Your critical business services can be threatened by a range of environmental factors. In this posting, I will discuss several of these threats and the challenges each poses in data centers, telecom switching sites, and other point-of-presence sites where the equipment is crucial to a company’s operations and the services it provides.
Temperature and Humidity
Excessive heat and rapid temperature changes can damage equipment. As temperature increases, the equipment works harder to stay cool until it fails or shuts off to prevent damage. Rapid temperature drops can cause condensation. Together, heat and moisture accelerate the breakdown of equipment components. Low humidity levels can produce electrostatic discharge, interfering with hardware and causing system damage.
Changes in equipment design and greater use of network services compound the temperature threat. More circuits are placed closer and closer together and smaller equipment can be packed more closely, trapping heat in smaller spaces. For networks that operate 24 hours a day, every day of the year, there is little, if any, time to cool down.

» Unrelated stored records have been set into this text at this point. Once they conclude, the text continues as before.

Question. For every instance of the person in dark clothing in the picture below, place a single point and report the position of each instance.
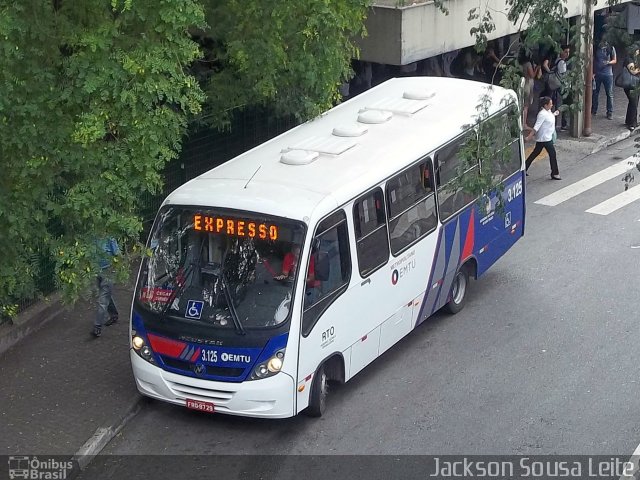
(604, 57)
(631, 119)
(107, 313)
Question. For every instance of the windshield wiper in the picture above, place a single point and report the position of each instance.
(232, 308)
(181, 286)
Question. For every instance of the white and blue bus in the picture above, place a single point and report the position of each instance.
(301, 261)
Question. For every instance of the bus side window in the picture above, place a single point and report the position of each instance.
(508, 146)
(452, 199)
(331, 259)
(411, 207)
(371, 232)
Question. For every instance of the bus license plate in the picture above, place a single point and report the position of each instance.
(201, 406)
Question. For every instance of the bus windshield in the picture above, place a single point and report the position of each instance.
(219, 268)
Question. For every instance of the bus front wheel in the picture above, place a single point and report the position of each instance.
(458, 294)
(319, 393)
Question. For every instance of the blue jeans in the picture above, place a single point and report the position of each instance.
(106, 307)
(607, 81)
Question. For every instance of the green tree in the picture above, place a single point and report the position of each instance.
(95, 99)
(539, 23)
(291, 56)
(97, 96)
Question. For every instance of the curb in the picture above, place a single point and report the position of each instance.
(29, 321)
(607, 142)
(101, 438)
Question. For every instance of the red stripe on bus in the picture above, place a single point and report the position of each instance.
(166, 346)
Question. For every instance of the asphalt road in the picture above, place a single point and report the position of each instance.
(543, 360)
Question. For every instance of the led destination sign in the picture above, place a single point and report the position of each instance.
(235, 227)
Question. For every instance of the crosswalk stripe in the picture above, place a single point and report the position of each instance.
(585, 184)
(614, 203)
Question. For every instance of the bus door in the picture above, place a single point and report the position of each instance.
(325, 313)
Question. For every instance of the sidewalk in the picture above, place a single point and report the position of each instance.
(59, 385)
(605, 132)
(61, 389)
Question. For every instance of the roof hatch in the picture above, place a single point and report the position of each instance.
(326, 145)
(374, 116)
(350, 130)
(298, 157)
(402, 106)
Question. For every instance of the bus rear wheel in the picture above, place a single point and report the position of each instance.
(319, 393)
(458, 293)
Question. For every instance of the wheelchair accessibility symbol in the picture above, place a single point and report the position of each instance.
(194, 309)
(507, 220)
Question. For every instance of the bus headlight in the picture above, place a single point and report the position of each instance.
(141, 348)
(269, 367)
(137, 343)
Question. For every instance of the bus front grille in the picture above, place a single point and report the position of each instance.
(210, 370)
(199, 393)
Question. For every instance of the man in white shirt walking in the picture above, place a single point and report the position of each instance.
(544, 131)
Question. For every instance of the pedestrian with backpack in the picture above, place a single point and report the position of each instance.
(630, 90)
(545, 131)
(107, 313)
(604, 58)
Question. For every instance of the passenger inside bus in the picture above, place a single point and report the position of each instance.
(289, 267)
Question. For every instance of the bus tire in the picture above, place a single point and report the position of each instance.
(458, 293)
(319, 393)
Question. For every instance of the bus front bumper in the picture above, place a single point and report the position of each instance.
(271, 397)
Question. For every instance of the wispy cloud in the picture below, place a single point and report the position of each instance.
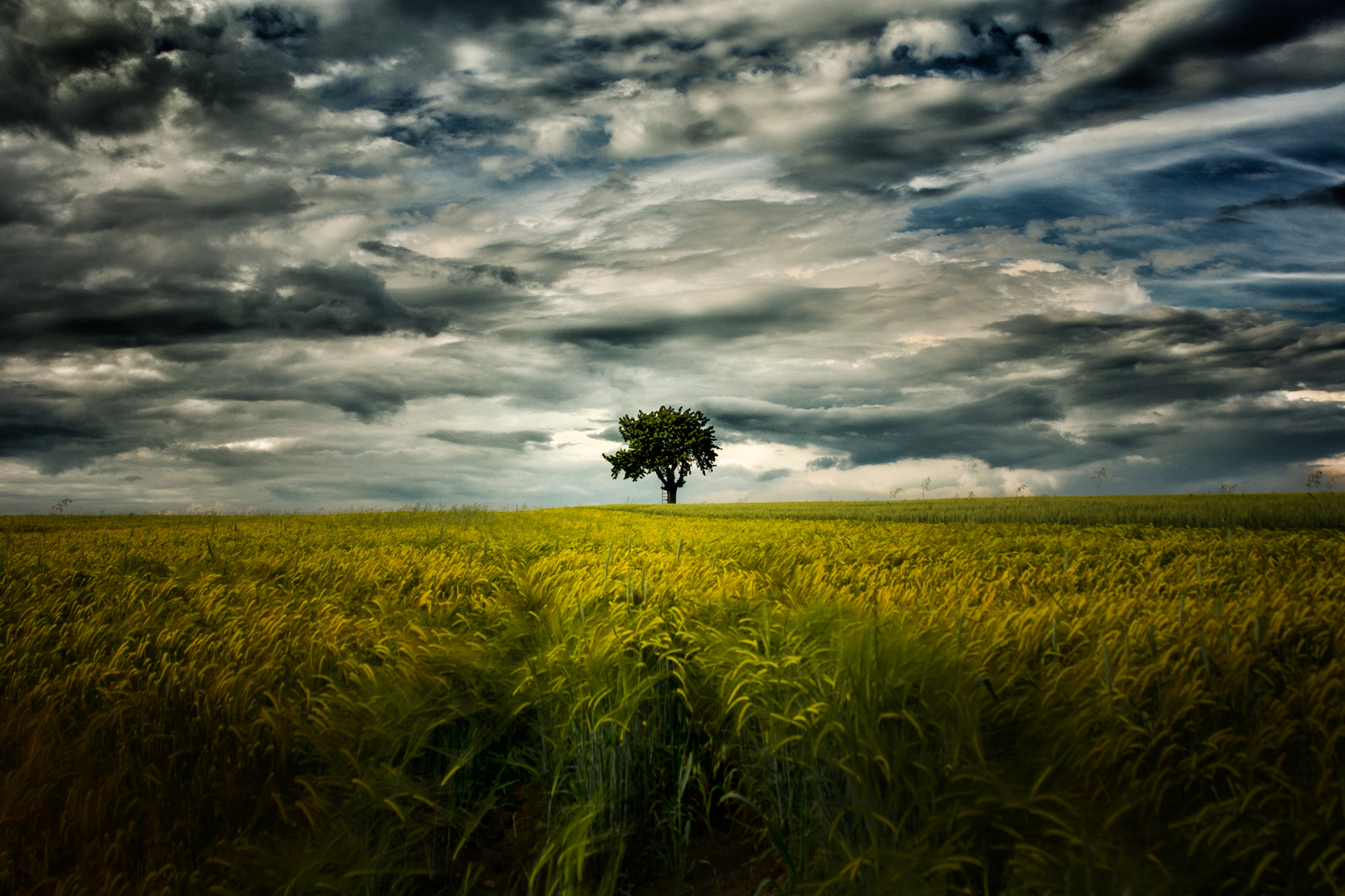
(408, 245)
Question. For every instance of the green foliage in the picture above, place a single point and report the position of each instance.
(1314, 511)
(665, 442)
(596, 702)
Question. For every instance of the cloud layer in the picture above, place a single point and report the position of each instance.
(318, 254)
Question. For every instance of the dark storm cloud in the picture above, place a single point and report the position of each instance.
(479, 438)
(228, 222)
(108, 68)
(1321, 196)
(313, 300)
(156, 207)
(51, 425)
(1200, 373)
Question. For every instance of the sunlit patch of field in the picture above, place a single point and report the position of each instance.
(662, 700)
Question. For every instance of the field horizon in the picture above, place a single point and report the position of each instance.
(1005, 696)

Proper planning moves equipment away from water pipes that might burst, basements that might flood, or roofs that might leak. However, there are other water leaks that are more difficult to recognize and detect. Blocked ventilation systems can cause condensation if warm, moist air is not removed quickly. If vents are located above or behind machines, condensation can form small puddles that no one sees. Standalone air conditioners are especially vulnerable to water leaks if condensation is not properly removed. Even small amounts of water near air intakes raise humidity levels and can fill equipment with moisture.

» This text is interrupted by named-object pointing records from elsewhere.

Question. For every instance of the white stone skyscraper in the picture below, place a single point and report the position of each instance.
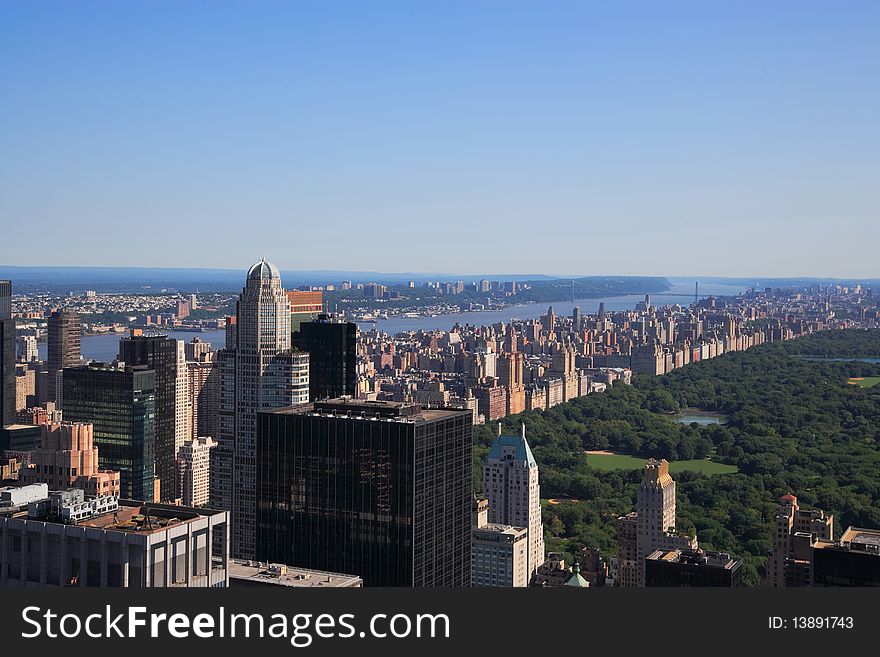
(182, 406)
(510, 483)
(267, 375)
(655, 505)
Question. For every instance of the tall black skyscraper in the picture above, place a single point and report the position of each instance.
(7, 355)
(62, 348)
(379, 489)
(159, 354)
(5, 299)
(332, 347)
(121, 405)
(223, 455)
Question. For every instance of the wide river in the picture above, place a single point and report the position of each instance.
(105, 347)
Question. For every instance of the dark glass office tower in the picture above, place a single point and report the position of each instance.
(332, 347)
(121, 405)
(159, 354)
(223, 455)
(5, 299)
(62, 348)
(7, 355)
(379, 489)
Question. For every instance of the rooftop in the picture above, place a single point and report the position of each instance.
(695, 558)
(517, 444)
(282, 575)
(370, 410)
(140, 518)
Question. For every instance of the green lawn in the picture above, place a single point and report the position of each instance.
(623, 462)
(865, 382)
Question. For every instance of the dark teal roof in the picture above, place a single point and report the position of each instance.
(576, 579)
(522, 451)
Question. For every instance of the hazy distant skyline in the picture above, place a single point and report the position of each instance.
(641, 138)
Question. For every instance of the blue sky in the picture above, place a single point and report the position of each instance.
(665, 137)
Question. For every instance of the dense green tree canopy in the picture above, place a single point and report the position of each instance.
(793, 425)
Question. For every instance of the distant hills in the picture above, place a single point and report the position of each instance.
(129, 279)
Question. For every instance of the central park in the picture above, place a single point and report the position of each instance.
(791, 424)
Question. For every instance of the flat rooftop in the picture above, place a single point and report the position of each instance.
(141, 518)
(371, 410)
(695, 558)
(499, 529)
(281, 575)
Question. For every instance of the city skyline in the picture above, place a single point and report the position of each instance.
(482, 133)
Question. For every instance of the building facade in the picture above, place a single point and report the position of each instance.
(686, 568)
(159, 354)
(194, 470)
(68, 458)
(63, 348)
(267, 375)
(135, 545)
(379, 489)
(332, 347)
(120, 403)
(510, 483)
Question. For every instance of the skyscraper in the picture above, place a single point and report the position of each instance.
(332, 347)
(5, 299)
(510, 483)
(223, 455)
(267, 375)
(789, 564)
(68, 458)
(7, 355)
(120, 403)
(381, 489)
(655, 506)
(194, 469)
(64, 332)
(203, 378)
(159, 354)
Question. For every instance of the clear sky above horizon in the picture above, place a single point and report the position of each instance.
(472, 136)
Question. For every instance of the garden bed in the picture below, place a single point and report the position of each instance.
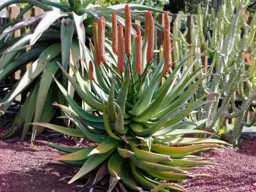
(26, 169)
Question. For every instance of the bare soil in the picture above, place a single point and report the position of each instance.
(236, 171)
(27, 169)
(24, 168)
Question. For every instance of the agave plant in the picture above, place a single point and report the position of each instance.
(57, 35)
(140, 112)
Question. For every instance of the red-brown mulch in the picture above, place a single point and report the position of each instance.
(236, 171)
(24, 169)
(27, 169)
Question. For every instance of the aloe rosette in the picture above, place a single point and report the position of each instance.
(139, 116)
(56, 36)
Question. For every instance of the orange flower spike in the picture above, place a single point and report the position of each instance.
(128, 30)
(120, 64)
(114, 33)
(101, 39)
(91, 71)
(146, 24)
(151, 38)
(138, 43)
(167, 50)
(167, 21)
(138, 31)
(95, 41)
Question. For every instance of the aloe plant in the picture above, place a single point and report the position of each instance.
(60, 37)
(140, 111)
(228, 38)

Rooms with raised floors are particularly vulnerable. All of the cables and wires for an entire network are concealed beneath floor panels. While this approach keeps cords safe from being accidentally unplugged, it makes monitoring their physical status difficult. Cables may be soaking in water for a long period before anyone notices.
Obviously, vandalism and theft, threaten the operation of your sites. Less sinister, but just as potentially harmful, are animal intrusions. Rodents, insects, birds can wreak havoc on equipment.

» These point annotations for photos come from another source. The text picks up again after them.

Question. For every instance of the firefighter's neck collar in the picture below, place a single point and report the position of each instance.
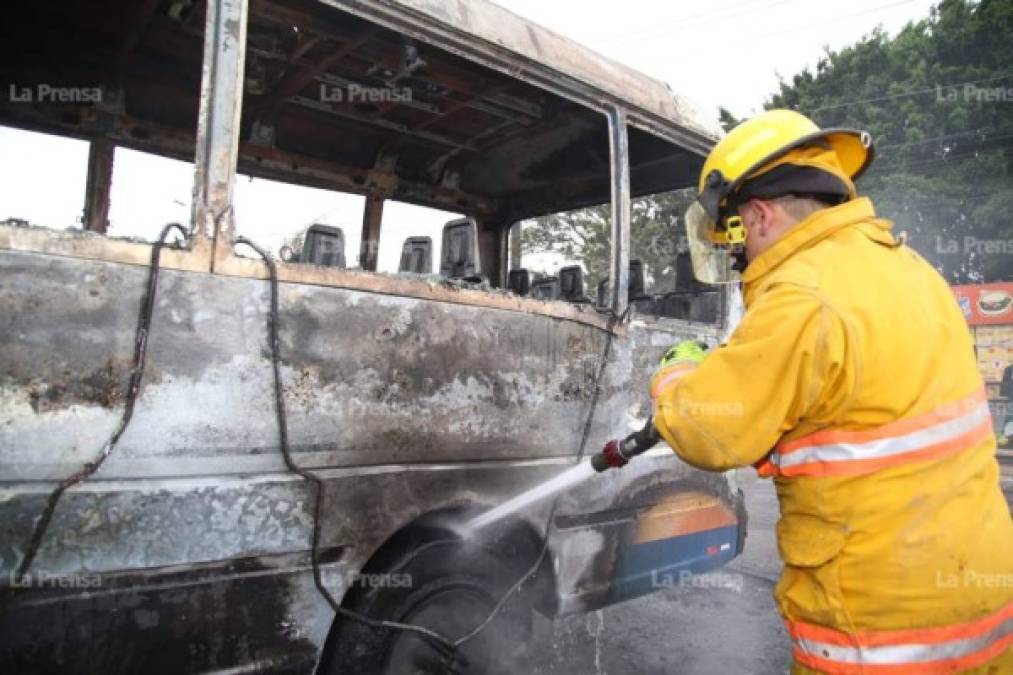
(809, 230)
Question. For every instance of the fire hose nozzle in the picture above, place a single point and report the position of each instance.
(617, 453)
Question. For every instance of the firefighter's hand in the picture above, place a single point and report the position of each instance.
(678, 361)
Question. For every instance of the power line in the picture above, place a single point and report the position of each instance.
(916, 92)
(1002, 134)
(871, 10)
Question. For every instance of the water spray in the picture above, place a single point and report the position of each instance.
(615, 454)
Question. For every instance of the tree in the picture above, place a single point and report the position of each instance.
(938, 100)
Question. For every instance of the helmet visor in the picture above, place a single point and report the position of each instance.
(711, 255)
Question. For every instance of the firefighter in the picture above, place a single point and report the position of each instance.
(851, 381)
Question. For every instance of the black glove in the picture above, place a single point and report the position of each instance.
(617, 453)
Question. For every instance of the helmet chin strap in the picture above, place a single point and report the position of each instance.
(738, 259)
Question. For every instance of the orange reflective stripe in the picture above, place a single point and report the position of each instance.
(765, 467)
(860, 466)
(947, 430)
(899, 428)
(931, 650)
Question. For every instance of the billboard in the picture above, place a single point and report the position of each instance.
(986, 304)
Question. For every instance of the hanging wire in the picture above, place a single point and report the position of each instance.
(447, 647)
(137, 373)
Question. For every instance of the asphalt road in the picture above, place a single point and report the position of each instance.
(734, 628)
(692, 630)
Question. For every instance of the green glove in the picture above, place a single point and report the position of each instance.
(678, 361)
(688, 351)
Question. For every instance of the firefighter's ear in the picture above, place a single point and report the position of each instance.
(758, 217)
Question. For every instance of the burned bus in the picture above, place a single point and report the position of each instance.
(219, 457)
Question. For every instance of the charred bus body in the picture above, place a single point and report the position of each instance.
(412, 400)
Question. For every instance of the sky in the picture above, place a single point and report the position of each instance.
(728, 53)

Power outages, “brown outs,” and voltage dips and spikes represent big problems for computing equipment. A simple hiccup in power levels, let alone a lightning strike, can cause equipment to fail. In best-case scenarios, this costs your business precious time while the system reboots. In worst-case scenarios, circuitry is irreparably damaged and must be replaced.
While not exhaustive, this posting does provide an overview of common environmental threats to data centers, telecom switching, and other POP sites. I’ll be doing follow up posts that discuss how to address these challenges—what works and what doesn’t.